Claudia Sheinbaum no dijo nada cuando se anunció que María Corina Machado recibiría el Premio Nobel de la Paz. Guardó silencio entonces y ahora, cuando el galardón se materializa y el mundo vuelve a mirar a Venezuela, refrenda ese mismo mutismo. No fue un error, ni un descuido, ni un gesto diplomático. Fue una decisión política. Cuando un presidente guarda silencio frente a un hecho de esta magnitud, ese silencio deja de ser neutral y se convierte en postura.

María Corina Machado no es una figura decorativa ni una moda internacional. Es la principal opositora a la dictadura venezolana, una mujer perseguida por sus ideas, inhabilitada en sus derechos políticos y obligada a vivir en la clandestinidad por negarse a someterse a un régimen autoritario. El Nobel no se le otorgó por casualidad, sino por su resistencia democrática y por una lucha incansable. Y aun así, desde Palacio Nacional, la respuesta fue un evasivo “sin comentarios… México siempre va a defender la autodeterminación de los pueblos y la no intervención”, la coartada perfecta cuando la realidad incomoda.

Ese mutismo no es nuevo. El abuso de la doctrina Estrada y del principio de no intervención fue el pretexto favorito del obradorismo durante el sexenio pasado para no condenar el terrorismo ni las violaciones a los derechos humanos en el ámbito internacional. En teoría, estos principios son pilares de la política exterior mexicana. En los hechos, han sido invocados de forma perversa para solapar abusos graves cometidos por regímenes tiránicos políticamente afines.

Desde 2018, la política exterior del gobierno mexicano puede resumirse sin rodeos en una sola frase. No condenaremos nunca la violación a los derechos humanos en ningún país del mundo porque no queremos que mañana nos señalen por las violaciones que cometemos nosotros. Es la misma lógica cínica de Echeverría, reciclada y maquillada de progresismo moral.

Conviene decirlo completo. El artículo 89 constitucional sí establece que la política exterior de México debe regirse por la no intervención, la autodeterminación de los pueblos y la solución pacífica de las controversias.
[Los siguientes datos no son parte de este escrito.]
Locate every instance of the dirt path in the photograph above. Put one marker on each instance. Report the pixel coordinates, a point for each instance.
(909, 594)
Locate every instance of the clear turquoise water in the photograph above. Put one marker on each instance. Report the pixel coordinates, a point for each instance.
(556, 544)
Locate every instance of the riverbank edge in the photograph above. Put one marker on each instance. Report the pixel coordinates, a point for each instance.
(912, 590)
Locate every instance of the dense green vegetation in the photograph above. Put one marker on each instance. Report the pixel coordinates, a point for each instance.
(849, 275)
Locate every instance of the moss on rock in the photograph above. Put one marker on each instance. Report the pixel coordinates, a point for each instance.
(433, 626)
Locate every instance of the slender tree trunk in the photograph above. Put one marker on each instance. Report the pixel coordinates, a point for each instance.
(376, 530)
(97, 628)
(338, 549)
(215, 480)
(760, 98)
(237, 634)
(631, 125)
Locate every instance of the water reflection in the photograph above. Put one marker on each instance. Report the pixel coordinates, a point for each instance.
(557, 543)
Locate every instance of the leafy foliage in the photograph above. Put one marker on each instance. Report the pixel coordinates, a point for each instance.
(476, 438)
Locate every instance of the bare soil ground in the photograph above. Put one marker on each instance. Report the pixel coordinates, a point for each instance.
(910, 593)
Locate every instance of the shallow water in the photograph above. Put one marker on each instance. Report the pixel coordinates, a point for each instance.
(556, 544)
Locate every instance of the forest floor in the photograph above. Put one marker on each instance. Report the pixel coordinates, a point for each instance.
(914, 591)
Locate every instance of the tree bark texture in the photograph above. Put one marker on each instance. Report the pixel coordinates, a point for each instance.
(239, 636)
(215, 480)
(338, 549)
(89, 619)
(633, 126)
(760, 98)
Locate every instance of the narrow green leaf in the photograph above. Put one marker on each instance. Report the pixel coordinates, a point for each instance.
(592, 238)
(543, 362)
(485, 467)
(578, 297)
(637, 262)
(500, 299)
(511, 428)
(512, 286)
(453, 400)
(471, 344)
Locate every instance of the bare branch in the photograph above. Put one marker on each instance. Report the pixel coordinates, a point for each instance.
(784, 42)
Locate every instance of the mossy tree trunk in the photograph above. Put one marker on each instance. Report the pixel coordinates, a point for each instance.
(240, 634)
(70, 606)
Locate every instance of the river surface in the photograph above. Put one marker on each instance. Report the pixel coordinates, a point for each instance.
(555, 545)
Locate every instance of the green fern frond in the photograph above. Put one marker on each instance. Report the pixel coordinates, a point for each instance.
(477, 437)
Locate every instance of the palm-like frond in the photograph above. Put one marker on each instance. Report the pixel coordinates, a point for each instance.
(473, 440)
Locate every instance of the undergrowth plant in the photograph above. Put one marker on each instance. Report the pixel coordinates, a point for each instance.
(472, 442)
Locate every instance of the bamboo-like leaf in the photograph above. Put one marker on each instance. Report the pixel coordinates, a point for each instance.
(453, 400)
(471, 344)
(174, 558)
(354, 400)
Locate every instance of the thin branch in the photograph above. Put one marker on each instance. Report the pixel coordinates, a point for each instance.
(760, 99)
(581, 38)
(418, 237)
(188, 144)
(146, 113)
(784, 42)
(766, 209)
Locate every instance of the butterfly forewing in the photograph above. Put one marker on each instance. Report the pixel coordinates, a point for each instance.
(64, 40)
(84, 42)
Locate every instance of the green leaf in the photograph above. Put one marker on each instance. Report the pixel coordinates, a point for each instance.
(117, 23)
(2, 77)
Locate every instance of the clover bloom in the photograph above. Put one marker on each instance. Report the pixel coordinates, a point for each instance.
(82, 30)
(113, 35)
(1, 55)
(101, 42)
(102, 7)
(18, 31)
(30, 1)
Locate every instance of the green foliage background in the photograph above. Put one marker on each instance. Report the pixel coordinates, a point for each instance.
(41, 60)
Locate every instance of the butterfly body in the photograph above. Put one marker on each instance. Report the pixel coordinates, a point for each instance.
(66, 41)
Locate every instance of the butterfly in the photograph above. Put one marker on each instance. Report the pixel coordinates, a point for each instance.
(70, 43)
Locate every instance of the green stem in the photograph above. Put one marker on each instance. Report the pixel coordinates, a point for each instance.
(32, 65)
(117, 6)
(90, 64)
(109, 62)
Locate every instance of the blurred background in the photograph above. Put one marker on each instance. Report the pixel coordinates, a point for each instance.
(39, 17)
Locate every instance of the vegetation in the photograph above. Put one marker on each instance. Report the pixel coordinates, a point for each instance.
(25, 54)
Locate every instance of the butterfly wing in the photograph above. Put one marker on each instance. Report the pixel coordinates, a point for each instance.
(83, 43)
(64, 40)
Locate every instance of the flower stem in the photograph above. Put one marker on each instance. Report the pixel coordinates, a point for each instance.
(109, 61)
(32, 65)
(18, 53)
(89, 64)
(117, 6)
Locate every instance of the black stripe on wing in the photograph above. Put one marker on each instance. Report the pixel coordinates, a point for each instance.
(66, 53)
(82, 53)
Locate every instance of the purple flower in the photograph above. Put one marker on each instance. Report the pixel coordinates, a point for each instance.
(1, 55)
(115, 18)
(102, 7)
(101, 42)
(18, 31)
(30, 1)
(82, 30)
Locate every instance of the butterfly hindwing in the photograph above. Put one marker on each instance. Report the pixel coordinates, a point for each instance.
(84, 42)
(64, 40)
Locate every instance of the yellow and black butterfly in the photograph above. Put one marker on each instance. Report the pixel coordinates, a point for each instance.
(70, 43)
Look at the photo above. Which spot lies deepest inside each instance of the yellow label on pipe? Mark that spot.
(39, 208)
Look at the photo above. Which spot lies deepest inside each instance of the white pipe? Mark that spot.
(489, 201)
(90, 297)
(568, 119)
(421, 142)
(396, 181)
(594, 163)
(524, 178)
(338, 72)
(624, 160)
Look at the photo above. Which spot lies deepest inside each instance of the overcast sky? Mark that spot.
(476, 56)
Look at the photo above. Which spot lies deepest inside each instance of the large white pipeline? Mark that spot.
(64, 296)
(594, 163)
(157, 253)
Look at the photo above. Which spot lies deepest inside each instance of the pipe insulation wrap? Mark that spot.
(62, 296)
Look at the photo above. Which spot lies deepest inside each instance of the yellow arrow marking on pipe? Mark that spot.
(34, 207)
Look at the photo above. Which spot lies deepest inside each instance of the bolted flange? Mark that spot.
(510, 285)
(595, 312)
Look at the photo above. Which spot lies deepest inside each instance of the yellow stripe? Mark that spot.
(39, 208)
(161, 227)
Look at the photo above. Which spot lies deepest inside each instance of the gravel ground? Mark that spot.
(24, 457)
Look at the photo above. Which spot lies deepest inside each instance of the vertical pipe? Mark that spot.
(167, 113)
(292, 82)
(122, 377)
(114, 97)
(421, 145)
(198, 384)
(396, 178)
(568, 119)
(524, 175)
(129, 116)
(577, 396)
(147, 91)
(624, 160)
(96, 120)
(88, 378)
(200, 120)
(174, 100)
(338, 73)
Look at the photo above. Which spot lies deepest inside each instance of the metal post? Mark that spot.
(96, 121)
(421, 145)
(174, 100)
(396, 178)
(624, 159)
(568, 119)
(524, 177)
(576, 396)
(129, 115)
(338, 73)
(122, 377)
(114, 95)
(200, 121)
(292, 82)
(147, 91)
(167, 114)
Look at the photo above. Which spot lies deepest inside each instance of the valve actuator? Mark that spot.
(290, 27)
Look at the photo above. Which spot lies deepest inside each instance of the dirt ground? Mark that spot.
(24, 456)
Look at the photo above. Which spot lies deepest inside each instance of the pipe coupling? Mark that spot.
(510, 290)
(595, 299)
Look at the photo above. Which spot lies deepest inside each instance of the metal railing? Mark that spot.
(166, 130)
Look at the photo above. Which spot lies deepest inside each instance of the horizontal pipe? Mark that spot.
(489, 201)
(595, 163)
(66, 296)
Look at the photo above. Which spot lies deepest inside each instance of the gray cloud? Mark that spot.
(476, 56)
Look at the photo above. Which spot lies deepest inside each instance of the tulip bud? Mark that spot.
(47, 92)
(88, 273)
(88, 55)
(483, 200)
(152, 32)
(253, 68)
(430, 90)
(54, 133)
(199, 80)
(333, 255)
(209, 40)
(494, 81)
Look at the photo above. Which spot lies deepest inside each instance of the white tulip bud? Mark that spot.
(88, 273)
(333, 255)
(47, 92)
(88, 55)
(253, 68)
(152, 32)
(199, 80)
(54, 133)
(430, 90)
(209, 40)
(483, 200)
Pero el mismo artículo manda al presidente a promover los derechos humanos y a condenar su violación en el ámbito internacional. La Constitución no ordena callar. Ordena actuar con responsabilidad ética.

Lo más revelador es el contraste. Gobiernos de izquierda como el de Lula en Brasil o el de Gabriel Boric en Chile denunciaron el cínico fraude electoral con el que Nicolás Maduro se reeligió en 2024. No son mandatarios conservadores ni alineados a la derecha. Entendieron que, independientemente de la geometría política, la democracia no admite trampas. En cambio, Sheinbaum avaló la elección y legitimó al régimen enviando un representante a la toma de protesta de Maduro.

México decidió acompañar esa farsa. Y al hacerlo, se colocó en una lista latinoamericana muy corta y muy vergonzosa. Cuba, Nicaragua y México. Nada más. El club de los gobiernos que prefirieron cerrar los ojos, validar el fraude y sostener a una dictadura por conveniencia política.

Queda claro que lo que incomoda no es el Nobel, sino lo que representa. Una oposición que no se somete. Una sociedad que resiste. Una dictadura que queda exhibida. Y eso es justo lo que Sheinbaum no quiere ver reflejado. Porque el espejo venezolano devuelve una imagen peligrosa. La del poder que se eterniza, la del adversario convertido en enemigo, la del Estado confundido con el partido.

La pregunta entonces deja de ser diplomática y se vuelve incómoda. ¿Qué le debe México a Maduro? ¿Por qué tanto cuidado, tanta condescendencia, tanto silencio? ¿Será que Sheinbaum ve en los populismos autoritarios latinoamericanos un futuro deseable y no una advertencia?

El Nobel a María Corina Machado no obliga a tomar partido ideológico. Obliga a tomar partido moral. Y cuando un gobierno no se atreve ni siquiera a eso, el silencio deja de ser prudencia y se convierte en confesión.